ADCB recognised the trend towards international banks reducing capacity in the region some years ago, and moved to establish a series of strong banking partnerships and alliances to deliver full service UAE banking to many of the world’s major banks, and specifically to their clients. The establishment of representative offices in London and Singapore further supports this approach. ADCB seeks to provide a brand presence to these significant investor markets, and to complement and support these clients – and their banks - without duplicating or competing with ‘home market’ providers. In turn, these major banks can increasingly depend on ADCB’s own home market strengths, delivered in partnership and offering a full suite of products and services which would be expensive and inefficient for overseas providers to seek to replicate. In short, we aim to create a connected, ‘best of both worlds’ proposition which best meets the needs of our mutual international client.

Modus operandi and differentiation

ADCB’s representative offices are extensions of the group wholesale banking division, and serve as market ‘anchors’ to develop trade and inward investment from corporate and institutional names. These offices engage directly in business development in both London and Singapore, and indeed their respective regional hinterlands as strong regional hubs for many international names. The representative offices typically engage their respective markets with a three-pronged focus:

  • To promote and provide home market institutions with cash and clearing services for their client business in the UAE;
  • To connect corporate and institutional clients to ADCB’s risk management capabilities in trade (e.g., to manage risk to the bank, country and buyer in export transactions);
  • To support corporates investing and transacting in the UAE with a full range of transactional banking and account services.

In recent years, ADCB has won significant volumes of new accounts from its primary banking partners which have been handled by dedicated specialist teams exclusively assigned to executing client instructions. Increasingly we are looking to extend this capability to a more collaborative approach with these banking partners, adding more value earlier in the client journey.
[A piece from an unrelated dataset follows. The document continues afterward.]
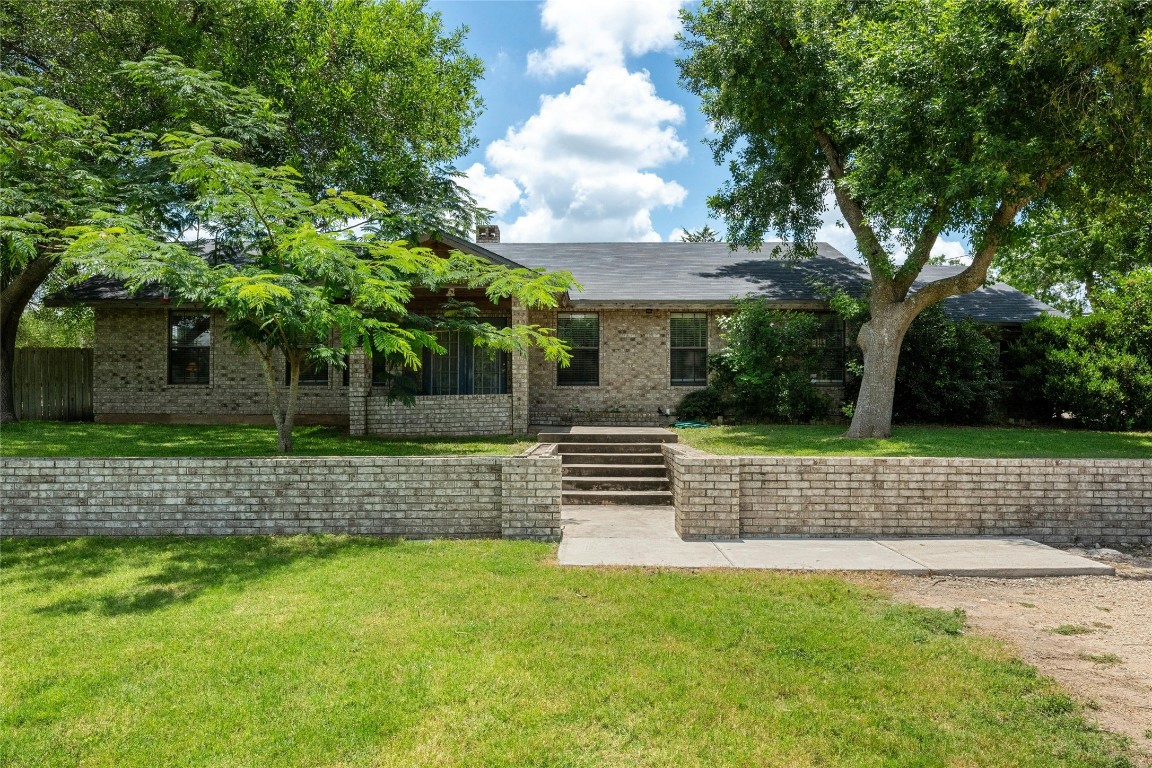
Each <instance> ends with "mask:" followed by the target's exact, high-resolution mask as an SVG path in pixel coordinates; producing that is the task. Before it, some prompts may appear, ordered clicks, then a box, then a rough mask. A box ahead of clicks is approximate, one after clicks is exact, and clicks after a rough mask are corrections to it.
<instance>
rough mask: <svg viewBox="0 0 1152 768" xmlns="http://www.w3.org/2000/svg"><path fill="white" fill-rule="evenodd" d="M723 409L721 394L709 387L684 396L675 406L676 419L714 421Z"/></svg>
mask: <svg viewBox="0 0 1152 768" xmlns="http://www.w3.org/2000/svg"><path fill="white" fill-rule="evenodd" d="M725 409H726V404H725V401H723V394H722V393H721V391H720V389H719V387H715V386H711V387H708V388H707V389H698V390H696V391H690V393H688V394H687V395H684V397H683V400H681V401H680V405H677V406H676V418H680V419H699V420H702V421H714V420H715V419H717V418H718V417H720V416H722V415H723V412H725Z"/></svg>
For example, over the last two years, ADCB has hosted a series of inbound trade missions working with Santander’s clients and prospects to explore opportunities and to introduce them to UAE importers, distributors and potential buyers.

Each mission typically comprises 10-12 prospect clients in the UAE each year and creates a model for supporting many more prospect clients remotely or indeed ‘virtually’. For example, our Chief Economist has presented directly to the offices of prospective UK clients via weblink. This has often covered much of the initial ‘fact finding’ we might typically offer during early phases of a trade mission and thus allows our visiting delegates to spend time more productively with ADCB clients much earlier in the programme. This approach is scalable and low cost, and has been very well received by prospective clients evaluating the UAE and the wider region as a potential new market.

We have also established and resourced a dedicated multinational corporation (MNC) unit in the coverage team with a cosmopolitan international team of market specialists. This unit offers dedicated expertise in selected markets where we see significant scale of inward investment, e.g., China, S Korea, India and the UK. Country specialists engage directly with prospective clients, with their ‘house’ bankers in their home country, and with the ADCB representative offices where appropriate, to map out the opportunities and support client planning for growth and investment.